Want to feel unsettled? A truck containing literally 40 tons of government-sponsored toxic waste recently made a cross-country drive from the mountains of Tennessee to New Mexico.
Tennessee's infamous Oak Ridge National Laboratory was part of the multi-site atomic bomb-building Manhattan Project back in 1942. Nowadays, as Knoxville's WATE reports, it's home to the Transuranic Waste Processing Center that oversaw the shipping of nearly 80,000 pounds of waste from the plant, including items contaminated by plutonium — which is used to build bombs like the Oak Ridge-crafted explosive that the US dropped on Nagasaki, Japan during World War II — and other radioactive elements.
Transuranic waste, as the US Nuclear Regulatory Commission explains, is any material that has been contaminated by any element that has a higher atomic number (or the number of positively charged protons in the nucleus of an atom.) than uranium's, which is 92. Given that any element with an atomic number above 83 is considered radioactive, the kind of stuff that is being shipped out of Oak Ridge sounds pretty hazardous.
According to WATE's report, it took TWPC personnel two days to load the waste into three shipping casks that were filled with a total of 35 drums of hazardous waste, including soil, clothes, rags, tools, and other items that had been contaminated with small amounts of radioactive materials.

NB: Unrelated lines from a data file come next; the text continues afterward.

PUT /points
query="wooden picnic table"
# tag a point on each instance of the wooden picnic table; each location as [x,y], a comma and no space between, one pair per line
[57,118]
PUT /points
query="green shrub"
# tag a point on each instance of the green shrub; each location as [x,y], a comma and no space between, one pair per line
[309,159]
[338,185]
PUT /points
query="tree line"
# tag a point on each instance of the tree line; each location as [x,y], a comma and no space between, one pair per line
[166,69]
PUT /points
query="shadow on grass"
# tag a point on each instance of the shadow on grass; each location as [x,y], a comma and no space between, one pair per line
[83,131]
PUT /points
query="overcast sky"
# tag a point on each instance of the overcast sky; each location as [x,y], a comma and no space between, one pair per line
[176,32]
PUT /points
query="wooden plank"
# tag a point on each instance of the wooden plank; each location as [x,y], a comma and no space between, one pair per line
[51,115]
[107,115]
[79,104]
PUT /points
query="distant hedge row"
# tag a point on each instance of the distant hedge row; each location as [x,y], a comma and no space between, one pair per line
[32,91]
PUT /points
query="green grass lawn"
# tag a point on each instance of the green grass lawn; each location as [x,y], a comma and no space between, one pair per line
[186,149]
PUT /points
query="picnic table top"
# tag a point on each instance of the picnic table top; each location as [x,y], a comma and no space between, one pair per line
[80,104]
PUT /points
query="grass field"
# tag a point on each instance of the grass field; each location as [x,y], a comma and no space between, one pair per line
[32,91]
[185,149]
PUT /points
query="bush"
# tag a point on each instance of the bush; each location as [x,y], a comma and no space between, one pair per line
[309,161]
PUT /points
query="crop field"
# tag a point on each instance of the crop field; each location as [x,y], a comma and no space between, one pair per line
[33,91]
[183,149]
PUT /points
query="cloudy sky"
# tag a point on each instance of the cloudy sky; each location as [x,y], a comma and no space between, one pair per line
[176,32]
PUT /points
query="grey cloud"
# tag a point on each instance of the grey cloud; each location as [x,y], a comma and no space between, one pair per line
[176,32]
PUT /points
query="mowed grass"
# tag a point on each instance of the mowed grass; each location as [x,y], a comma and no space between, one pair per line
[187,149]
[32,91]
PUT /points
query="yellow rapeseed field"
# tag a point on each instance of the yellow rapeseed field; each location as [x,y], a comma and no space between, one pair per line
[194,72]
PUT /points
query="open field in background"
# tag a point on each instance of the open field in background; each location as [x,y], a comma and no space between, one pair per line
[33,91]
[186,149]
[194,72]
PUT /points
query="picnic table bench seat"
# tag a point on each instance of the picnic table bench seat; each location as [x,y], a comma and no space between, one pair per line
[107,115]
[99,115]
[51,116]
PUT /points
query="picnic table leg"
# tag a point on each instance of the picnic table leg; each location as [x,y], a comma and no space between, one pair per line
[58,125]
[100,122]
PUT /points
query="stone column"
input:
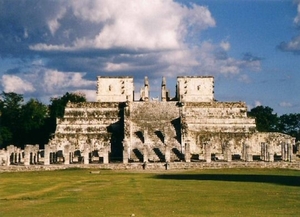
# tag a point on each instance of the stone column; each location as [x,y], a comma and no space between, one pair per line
[86,155]
[145,153]
[27,156]
[227,152]
[47,155]
[187,154]
[163,90]
[106,155]
[67,154]
[284,151]
[270,152]
[167,153]
[289,150]
[207,152]
[125,152]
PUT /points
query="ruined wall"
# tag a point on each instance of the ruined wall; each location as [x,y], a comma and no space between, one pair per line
[216,122]
[154,126]
[195,88]
[88,123]
[115,89]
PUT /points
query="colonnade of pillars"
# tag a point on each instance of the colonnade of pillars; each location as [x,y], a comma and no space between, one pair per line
[68,156]
[267,152]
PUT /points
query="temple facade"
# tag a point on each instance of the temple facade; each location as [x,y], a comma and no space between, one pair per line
[192,126]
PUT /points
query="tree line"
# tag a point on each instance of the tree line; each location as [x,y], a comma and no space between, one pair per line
[33,122]
[268,121]
[30,122]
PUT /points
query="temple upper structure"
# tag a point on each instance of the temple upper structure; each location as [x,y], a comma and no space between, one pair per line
[190,126]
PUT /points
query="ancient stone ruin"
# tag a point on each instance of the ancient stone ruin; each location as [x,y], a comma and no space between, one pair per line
[192,126]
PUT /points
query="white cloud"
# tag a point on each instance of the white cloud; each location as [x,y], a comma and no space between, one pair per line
[151,25]
[53,23]
[225,45]
[12,83]
[53,79]
[297,18]
[285,104]
[294,44]
[257,103]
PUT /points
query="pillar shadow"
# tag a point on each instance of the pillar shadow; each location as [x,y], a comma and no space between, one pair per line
[138,154]
[273,179]
[159,154]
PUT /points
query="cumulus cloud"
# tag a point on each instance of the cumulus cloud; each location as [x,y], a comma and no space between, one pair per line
[12,83]
[150,25]
[293,45]
[285,104]
[257,103]
[63,45]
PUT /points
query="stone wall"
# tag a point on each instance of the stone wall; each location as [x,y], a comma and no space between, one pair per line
[195,88]
[175,166]
[154,130]
[115,89]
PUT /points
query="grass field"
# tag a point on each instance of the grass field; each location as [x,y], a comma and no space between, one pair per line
[77,192]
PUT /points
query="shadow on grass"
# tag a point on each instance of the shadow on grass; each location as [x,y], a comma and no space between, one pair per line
[273,179]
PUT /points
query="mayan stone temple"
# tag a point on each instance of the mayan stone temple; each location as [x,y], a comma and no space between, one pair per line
[192,126]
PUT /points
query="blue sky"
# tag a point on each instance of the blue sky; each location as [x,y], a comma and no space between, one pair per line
[252,48]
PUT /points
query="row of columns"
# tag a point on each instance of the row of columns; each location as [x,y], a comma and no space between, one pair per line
[68,154]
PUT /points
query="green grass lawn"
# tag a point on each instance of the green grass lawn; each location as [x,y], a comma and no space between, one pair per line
[77,192]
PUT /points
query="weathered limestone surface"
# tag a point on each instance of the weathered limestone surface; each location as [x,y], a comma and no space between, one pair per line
[191,127]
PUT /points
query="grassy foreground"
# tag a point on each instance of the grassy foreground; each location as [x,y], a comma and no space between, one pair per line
[227,192]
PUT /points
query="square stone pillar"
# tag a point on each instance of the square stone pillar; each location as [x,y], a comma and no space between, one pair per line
[284,151]
[207,148]
[187,154]
[125,152]
[86,156]
[270,152]
[167,154]
[27,156]
[145,153]
[47,155]
[67,154]
[249,156]
[289,151]
[106,156]
[227,153]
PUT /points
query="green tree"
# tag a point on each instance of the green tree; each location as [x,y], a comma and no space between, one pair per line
[57,108]
[33,120]
[10,105]
[266,119]
[290,124]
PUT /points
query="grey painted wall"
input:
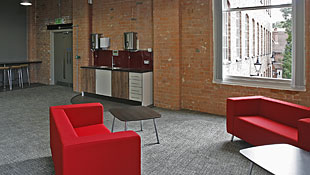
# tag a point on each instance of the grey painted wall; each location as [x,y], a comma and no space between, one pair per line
[13,31]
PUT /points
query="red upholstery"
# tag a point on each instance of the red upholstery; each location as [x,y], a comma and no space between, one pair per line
[260,120]
[92,130]
[81,144]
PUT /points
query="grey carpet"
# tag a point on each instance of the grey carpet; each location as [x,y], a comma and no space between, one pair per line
[191,142]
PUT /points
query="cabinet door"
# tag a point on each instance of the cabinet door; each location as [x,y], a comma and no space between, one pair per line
[103,82]
[88,80]
[120,84]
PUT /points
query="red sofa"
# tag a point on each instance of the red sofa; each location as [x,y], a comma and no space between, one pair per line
[260,120]
[81,144]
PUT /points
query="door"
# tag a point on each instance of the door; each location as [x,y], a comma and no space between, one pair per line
[63,68]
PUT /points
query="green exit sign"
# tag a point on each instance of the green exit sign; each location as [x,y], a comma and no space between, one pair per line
[58,21]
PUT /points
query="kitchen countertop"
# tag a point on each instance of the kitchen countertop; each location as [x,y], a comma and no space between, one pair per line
[117,69]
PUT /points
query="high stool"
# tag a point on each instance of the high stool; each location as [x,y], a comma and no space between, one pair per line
[7,71]
[26,66]
[20,75]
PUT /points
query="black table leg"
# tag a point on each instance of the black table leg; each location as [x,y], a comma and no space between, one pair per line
[156,131]
[141,125]
[113,124]
[251,168]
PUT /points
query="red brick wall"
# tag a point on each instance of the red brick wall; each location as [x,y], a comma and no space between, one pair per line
[167,54]
[40,14]
[114,17]
[181,35]
[81,22]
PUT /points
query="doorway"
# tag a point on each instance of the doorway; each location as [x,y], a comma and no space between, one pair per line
[63,58]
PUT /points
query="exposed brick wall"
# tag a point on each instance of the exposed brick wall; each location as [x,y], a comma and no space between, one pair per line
[114,17]
[181,35]
[81,19]
[167,54]
[41,13]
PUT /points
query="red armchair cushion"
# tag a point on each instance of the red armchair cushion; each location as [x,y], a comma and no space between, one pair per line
[269,130]
[261,120]
[81,144]
[92,130]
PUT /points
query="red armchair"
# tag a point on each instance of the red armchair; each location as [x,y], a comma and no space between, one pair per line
[81,144]
[260,120]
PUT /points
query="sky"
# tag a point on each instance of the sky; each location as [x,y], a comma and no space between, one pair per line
[276,13]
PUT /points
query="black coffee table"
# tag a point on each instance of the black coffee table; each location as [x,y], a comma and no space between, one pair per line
[281,159]
[135,113]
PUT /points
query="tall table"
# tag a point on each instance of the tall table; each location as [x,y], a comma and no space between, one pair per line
[281,159]
[135,113]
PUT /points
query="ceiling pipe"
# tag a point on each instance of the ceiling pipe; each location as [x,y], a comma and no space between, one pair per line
[26,3]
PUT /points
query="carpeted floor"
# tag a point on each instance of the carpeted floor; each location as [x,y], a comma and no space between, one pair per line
[191,142]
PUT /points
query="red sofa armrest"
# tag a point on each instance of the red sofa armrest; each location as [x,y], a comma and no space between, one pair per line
[241,106]
[303,133]
[83,114]
[115,153]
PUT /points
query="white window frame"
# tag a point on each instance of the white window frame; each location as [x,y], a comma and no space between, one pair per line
[298,81]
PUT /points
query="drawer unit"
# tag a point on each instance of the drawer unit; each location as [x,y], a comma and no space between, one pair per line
[135,76]
[135,97]
[103,82]
[135,90]
[135,83]
[141,87]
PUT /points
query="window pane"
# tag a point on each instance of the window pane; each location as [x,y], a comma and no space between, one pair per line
[258,35]
[253,3]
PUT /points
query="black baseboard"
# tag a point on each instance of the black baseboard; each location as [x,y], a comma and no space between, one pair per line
[114,99]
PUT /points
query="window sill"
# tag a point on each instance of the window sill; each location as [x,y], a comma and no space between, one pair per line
[260,82]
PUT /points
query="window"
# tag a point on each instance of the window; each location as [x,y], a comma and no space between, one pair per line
[247,35]
[227,34]
[253,32]
[259,40]
[238,36]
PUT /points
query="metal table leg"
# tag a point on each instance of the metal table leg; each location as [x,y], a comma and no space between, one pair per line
[156,131]
[141,125]
[113,124]
[251,168]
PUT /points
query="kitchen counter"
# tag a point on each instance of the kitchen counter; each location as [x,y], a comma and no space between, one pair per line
[117,69]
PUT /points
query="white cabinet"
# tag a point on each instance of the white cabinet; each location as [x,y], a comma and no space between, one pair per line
[141,87]
[103,82]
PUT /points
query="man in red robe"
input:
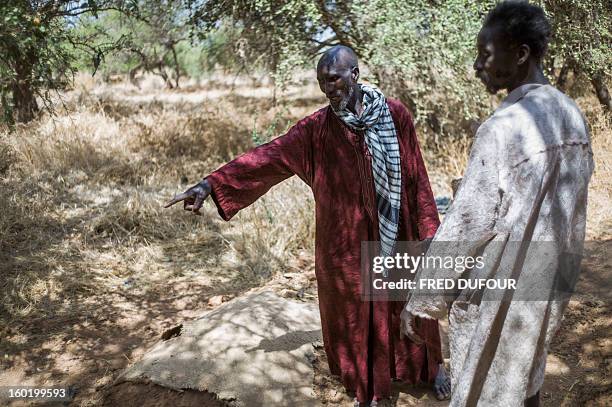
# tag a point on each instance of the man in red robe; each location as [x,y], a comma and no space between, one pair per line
[362,338]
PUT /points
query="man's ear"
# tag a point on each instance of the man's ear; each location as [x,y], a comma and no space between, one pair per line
[523,53]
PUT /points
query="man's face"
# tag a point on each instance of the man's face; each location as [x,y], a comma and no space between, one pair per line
[337,81]
[497,64]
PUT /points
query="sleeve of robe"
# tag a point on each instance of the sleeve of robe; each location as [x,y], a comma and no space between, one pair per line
[427,212]
[469,222]
[242,181]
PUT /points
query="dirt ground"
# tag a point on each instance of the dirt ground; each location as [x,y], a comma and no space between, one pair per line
[85,344]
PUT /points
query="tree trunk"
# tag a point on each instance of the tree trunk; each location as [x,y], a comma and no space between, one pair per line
[24,99]
[601,90]
[563,73]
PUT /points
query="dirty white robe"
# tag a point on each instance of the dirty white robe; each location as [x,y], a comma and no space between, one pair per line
[526,181]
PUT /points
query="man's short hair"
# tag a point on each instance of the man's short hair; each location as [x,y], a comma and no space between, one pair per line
[522,23]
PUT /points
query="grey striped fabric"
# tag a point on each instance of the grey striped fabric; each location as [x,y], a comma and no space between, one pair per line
[381,139]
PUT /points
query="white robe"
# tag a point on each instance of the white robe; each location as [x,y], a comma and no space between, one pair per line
[526,181]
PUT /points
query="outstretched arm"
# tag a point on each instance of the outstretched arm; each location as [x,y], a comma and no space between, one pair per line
[242,181]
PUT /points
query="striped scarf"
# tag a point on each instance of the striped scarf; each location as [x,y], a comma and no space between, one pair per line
[381,139]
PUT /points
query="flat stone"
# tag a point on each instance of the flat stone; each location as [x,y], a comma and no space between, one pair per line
[254,350]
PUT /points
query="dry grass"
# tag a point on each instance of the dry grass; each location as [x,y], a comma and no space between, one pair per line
[599,216]
[82,201]
[82,196]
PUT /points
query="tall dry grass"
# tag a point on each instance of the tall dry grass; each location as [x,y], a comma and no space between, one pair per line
[82,194]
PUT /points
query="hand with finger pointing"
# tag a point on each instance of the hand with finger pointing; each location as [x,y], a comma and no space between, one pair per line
[193,198]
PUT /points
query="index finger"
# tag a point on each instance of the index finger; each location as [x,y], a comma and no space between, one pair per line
[177,198]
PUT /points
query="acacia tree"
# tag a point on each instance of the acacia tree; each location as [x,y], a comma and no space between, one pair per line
[582,42]
[150,37]
[37,43]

Two days and 10 staffers later, that toxic trash found its final resting place in an underground nuclear waste repository in Carlsbad, New Mexico, where it was dumped into a government-run "permanent disposal" facility.
As the report notes, most of the transuranic waste created at Oak Ridge comes from the lab's "defense-related activity" — which in regular English means that it was used in the creation of military technology, and although the exact nature of what they're currently making at the lab is above our pay grade, it seems likely that it's still weapons.
At the end of the day, it's probably better that the Oak Ridge National Laboratory dealt with its apparent piles of radioactive waste than just letting it continue to grow, but that doesn't mean it's comforting to know that so much nuclear waste was on America's highways with most of us none the wiser.
Updated to correctly identify the destination of the truck, correct an error in the description of an atomic number, and clarify the role of Oak Ridge in the Manhattan Project.